Kenneth Lowe Mar. 13, 2014, 2:29pm

A well-known strip club in Atlanta appears to have won its battle with a business that was planning to open a similar club in Chicago using the same name.

-M- Entertainment & Consultant Service Inc., the owner of Magic City in Atlanta, filed suit March 7 in Chicago's federal court against 17100 Inc., doing business as Magic City Chicago, and the company's owner Kimberly Walsh, accusing them of improperly using its name to bank off the brand's popularity.

Shortly after the suit was filed, U.S. District Judge Rebecca Pallmeyer granted the Atlanta club's request for temporary restraining order, which effectively prevented the Chicago club from opening on March 7 as planned.

And on Wednesday, the judge issued a permanent injunction that among other things, restricts Walsh from "opening or operating a nightclub with a name including either of the words 'Magic' or 'City,' or formatives or misspellings thereof, including, but not limited, to 'Majik,' 'Majic,' 'Magik', etc.'"

Pallmeyer noted that while she entered the injunction upon the agreement of the parties, "the defendants continue to deny liability and nothing in this order shall act as a finding or admission of liability of the defendants. The defendants preserve all of their rights and defenses to the claims in the complaint."

In its suit, the Atlanta club's owner asserts that Magic City has been operating since 1986 and is "a well-known and respected adult entertainment club."

The Chicago club, located at 17100 South Halsted Street in Harvey, began circulating advertisements through the internet and social media announcing their March 7 opening, according to the suit that notes the ads included images appropriating the Atlanta club's established branding.

The Atlanta club has held a trademark on the name since 1994, granting it an exclusive right to use the name to denote "adult entertainment services in the nature of dancing girls," the suit states.

"The name MAGIC CITY is displayed in large, red script type above the word CHICAGO in smaller, black plain type [in the social media advertisement]," the suit reads. "The obvious intended effect of the juxtaposition of the term CHICAGO below the words MAGIC CITY in this fashion is to convey the false impression that the Plaintiff Magic City is opening a Chicago nightclub like its MAGIC CITY nightclub in Atlanta."

The Magic City adult entertainment night club in Atlanta has earned fame in the rap community, with its name appearing in the lyrics of songs by artists that include Outkast, Jay-Z and Wyclef Jean.

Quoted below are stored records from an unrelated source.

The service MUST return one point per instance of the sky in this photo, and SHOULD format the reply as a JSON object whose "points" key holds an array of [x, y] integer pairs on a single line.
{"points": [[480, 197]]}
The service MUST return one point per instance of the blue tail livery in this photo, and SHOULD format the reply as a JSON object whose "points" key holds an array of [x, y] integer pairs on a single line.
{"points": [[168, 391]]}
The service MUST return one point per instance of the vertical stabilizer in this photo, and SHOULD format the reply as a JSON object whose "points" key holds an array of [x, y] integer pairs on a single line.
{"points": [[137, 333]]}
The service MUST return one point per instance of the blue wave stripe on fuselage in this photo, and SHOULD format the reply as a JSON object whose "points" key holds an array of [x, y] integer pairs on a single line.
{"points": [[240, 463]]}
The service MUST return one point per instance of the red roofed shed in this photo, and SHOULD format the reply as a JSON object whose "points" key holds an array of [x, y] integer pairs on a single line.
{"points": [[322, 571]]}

In addition to trying to co-opt the club's street cred, Magic City Atlanta accused the Chicago club and its owner damaging its reputation with its "shabby and dilapidated" location.

"[Magic City Chicago] uses the MAGIC CITY trademark to trade on [Magic City Atlanta's] good will and to mislead patrons into believing they will be frequenting a club owned by, sponsored by, or affiliated with the MAGIC CITY nightclub referenced in popular music when, in fact, they are not," the suit alleges.

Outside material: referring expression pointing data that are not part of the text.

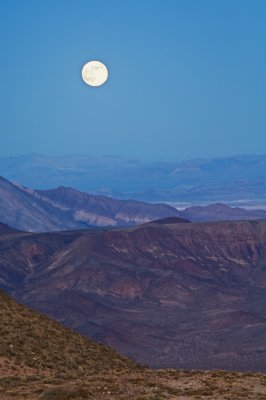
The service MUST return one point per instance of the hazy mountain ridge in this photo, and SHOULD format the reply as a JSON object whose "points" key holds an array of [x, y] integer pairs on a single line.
{"points": [[66, 208], [210, 179], [171, 295]]}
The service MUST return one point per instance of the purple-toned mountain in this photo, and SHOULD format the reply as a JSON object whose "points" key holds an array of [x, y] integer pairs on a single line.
{"points": [[104, 211], [66, 208], [188, 295]]}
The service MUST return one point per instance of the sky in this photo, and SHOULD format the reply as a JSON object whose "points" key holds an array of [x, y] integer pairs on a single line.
{"points": [[186, 78]]}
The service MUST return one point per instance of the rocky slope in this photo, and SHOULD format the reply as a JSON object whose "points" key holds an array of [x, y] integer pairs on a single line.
{"points": [[168, 294], [42, 360], [209, 180], [66, 208]]}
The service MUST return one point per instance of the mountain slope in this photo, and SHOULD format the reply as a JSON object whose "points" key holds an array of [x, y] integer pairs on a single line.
{"points": [[66, 208], [171, 295], [221, 212], [210, 180], [101, 210], [21, 210], [42, 360]]}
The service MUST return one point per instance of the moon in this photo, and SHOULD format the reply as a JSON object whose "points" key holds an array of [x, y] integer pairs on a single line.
{"points": [[94, 73]]}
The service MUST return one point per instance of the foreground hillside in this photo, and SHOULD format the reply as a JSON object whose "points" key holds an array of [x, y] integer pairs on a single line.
{"points": [[168, 294], [42, 360]]}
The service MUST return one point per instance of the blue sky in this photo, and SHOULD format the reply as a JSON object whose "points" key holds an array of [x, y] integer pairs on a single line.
{"points": [[187, 78]]}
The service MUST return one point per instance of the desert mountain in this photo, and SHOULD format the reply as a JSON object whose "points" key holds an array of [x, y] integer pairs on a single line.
{"points": [[209, 180], [66, 208], [221, 212], [42, 360], [188, 295]]}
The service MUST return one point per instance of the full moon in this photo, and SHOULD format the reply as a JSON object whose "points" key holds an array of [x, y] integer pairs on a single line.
{"points": [[94, 73]]}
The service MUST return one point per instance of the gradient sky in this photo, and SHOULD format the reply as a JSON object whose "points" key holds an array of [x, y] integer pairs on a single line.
{"points": [[187, 77]]}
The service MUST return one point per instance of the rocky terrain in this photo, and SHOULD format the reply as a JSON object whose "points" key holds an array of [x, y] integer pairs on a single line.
{"points": [[42, 360], [206, 180], [66, 208], [169, 293]]}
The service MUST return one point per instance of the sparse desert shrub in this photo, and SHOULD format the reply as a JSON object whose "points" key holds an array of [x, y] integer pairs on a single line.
{"points": [[64, 393]]}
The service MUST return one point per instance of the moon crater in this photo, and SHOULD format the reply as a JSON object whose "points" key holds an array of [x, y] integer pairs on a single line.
{"points": [[94, 73]]}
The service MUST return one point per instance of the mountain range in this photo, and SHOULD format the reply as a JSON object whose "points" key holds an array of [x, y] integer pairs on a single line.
{"points": [[167, 293], [200, 180], [67, 208]]}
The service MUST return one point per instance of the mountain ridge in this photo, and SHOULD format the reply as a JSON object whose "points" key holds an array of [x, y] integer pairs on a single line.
{"points": [[177, 295]]}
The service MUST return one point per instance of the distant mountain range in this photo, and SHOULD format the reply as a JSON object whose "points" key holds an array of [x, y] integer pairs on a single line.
{"points": [[212, 180], [66, 208], [170, 294]]}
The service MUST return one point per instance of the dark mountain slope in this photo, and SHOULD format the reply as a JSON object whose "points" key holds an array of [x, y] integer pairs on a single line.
{"points": [[101, 210], [21, 210], [66, 208], [175, 295], [42, 360]]}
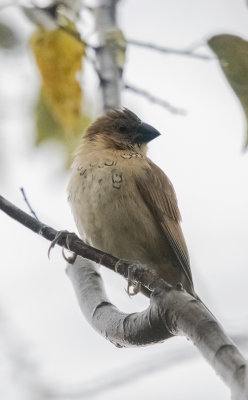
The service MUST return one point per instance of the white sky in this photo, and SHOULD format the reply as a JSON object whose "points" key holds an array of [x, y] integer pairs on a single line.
{"points": [[201, 153]]}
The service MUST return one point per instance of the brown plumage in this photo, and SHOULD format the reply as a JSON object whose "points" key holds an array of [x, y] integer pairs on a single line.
{"points": [[123, 203]]}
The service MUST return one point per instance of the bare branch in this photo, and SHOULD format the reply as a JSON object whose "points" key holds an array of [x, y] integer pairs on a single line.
{"points": [[156, 100], [180, 313], [105, 19], [169, 50], [171, 311], [28, 204]]}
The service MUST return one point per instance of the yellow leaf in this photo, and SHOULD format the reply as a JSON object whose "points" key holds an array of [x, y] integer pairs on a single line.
{"points": [[59, 58], [47, 128]]}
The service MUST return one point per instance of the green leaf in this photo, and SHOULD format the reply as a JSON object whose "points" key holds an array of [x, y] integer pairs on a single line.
{"points": [[8, 37], [232, 52]]}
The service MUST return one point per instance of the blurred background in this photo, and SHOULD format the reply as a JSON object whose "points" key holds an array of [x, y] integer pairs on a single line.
{"points": [[47, 349]]}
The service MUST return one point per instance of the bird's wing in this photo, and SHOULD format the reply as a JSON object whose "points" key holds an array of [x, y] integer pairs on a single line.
{"points": [[159, 195]]}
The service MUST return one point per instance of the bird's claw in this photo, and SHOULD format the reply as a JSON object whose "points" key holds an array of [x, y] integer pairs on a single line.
{"points": [[58, 236], [136, 286]]}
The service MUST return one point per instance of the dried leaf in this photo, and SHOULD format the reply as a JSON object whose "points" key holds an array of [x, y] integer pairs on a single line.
{"points": [[47, 128], [59, 58]]}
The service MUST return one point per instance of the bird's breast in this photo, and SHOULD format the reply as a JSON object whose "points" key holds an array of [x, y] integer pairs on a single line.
{"points": [[109, 212]]}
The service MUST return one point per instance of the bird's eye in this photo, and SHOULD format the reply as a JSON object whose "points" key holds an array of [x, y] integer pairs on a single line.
{"points": [[123, 128]]}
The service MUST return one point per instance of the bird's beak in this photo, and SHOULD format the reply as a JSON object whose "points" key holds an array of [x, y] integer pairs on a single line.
{"points": [[145, 133]]}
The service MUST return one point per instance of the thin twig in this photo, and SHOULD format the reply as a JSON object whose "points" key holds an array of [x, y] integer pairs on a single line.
{"points": [[169, 50], [156, 100], [28, 204]]}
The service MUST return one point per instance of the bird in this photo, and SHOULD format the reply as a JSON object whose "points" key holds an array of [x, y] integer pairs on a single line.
{"points": [[123, 203]]}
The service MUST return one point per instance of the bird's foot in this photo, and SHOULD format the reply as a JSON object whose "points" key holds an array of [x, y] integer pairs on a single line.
{"points": [[58, 237], [136, 286]]}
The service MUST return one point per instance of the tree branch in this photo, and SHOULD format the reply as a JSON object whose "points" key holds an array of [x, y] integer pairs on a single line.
{"points": [[169, 50], [171, 311], [155, 100], [105, 20]]}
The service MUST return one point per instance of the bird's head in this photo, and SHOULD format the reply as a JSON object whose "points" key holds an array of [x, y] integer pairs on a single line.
{"points": [[121, 129]]}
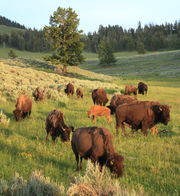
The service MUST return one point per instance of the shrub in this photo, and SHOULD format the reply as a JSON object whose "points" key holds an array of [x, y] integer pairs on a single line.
{"points": [[98, 183], [4, 120]]}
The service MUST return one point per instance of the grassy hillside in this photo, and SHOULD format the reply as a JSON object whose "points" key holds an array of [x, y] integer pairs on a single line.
{"points": [[153, 65], [151, 162]]}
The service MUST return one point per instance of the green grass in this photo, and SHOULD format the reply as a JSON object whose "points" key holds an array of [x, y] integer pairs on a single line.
{"points": [[151, 162], [158, 65]]}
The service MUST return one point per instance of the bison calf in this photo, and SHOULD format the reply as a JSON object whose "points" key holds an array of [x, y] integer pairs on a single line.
{"points": [[95, 143], [79, 93], [97, 110], [99, 96], [69, 90], [38, 94], [130, 90], [23, 107], [142, 88], [55, 126]]}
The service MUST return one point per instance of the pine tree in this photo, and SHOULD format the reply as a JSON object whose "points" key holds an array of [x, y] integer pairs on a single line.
{"points": [[105, 53], [64, 37]]}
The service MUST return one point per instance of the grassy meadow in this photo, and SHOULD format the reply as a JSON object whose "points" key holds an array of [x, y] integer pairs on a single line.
{"points": [[151, 162]]}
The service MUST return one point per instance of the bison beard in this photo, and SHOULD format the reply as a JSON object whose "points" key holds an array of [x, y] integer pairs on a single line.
{"points": [[95, 143], [55, 126], [23, 107]]}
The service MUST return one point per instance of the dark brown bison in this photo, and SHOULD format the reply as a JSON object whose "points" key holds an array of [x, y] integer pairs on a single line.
{"points": [[130, 89], [38, 94], [99, 96], [55, 126], [118, 99], [142, 88], [23, 107], [95, 143], [141, 115], [69, 89], [79, 93]]}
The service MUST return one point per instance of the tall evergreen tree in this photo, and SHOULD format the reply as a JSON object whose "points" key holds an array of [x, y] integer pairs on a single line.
{"points": [[64, 36]]}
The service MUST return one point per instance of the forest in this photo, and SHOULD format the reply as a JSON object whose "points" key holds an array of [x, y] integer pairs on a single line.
{"points": [[151, 37]]}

A legal representative of the Atlanta club sent the Chicago club a cease and desist letter March 6, in which it demanded the removal of anything with the Magic City name and the transfer of the internet domain name "" to the Atlanta company.

The Atlanta club claims in its request for an emergency restraining order, filed March 7, that Walsh initially denied using the trademarked name in a phone call with a legal representative of -M- Entertainment and refused to stop using it.

The same day the suit was filed, Pallmeyer issued the restraining order halting the club from opening its doors for its planned opening until they could hold a March 10 hearing.

That order was dissolved Wednesday with the entry of the permanent injunction, which, in addition to preventing Walsh from using the Magic City name, requires her to provide the plaintiff with the names of the club's owners, as well as its promoters.

The injunction also orders the defendants to post a "corrective" advertisement in all of the places, including websites and in social media, they advertised the club's opening stating the following:

“The nightclub that was scheduled to open last Friday at 17100 South Halsted Street, Harvey, Illinois is not affiliated in any way with Magic City of Atlanta. The owners apologize for any confusion they may have caused."

In addition, the order notes that Walsh --who is listed as "Wash" in the injunction, but  Walsh in all of the other documents --and Tony Wash-- whose specific role is not identified -- must sit for depositions with the plaintiff's lawyers within 20 days and "provide truthful and fulsome testimony."

Records show -M- Entertainment is being represented by Sean B. Crotty, Elizabeth E. Richert and Eugene J. Schiltz of the Coleman Law Firm in Chicago, as well as Gary S. Freed of Thompson Hine LLP in Atlanta.

The defendants, 17100 Inc. and Walsh, are represented by Michael Joseph Kralovec of Kralovec Meenan LLP in Chicago.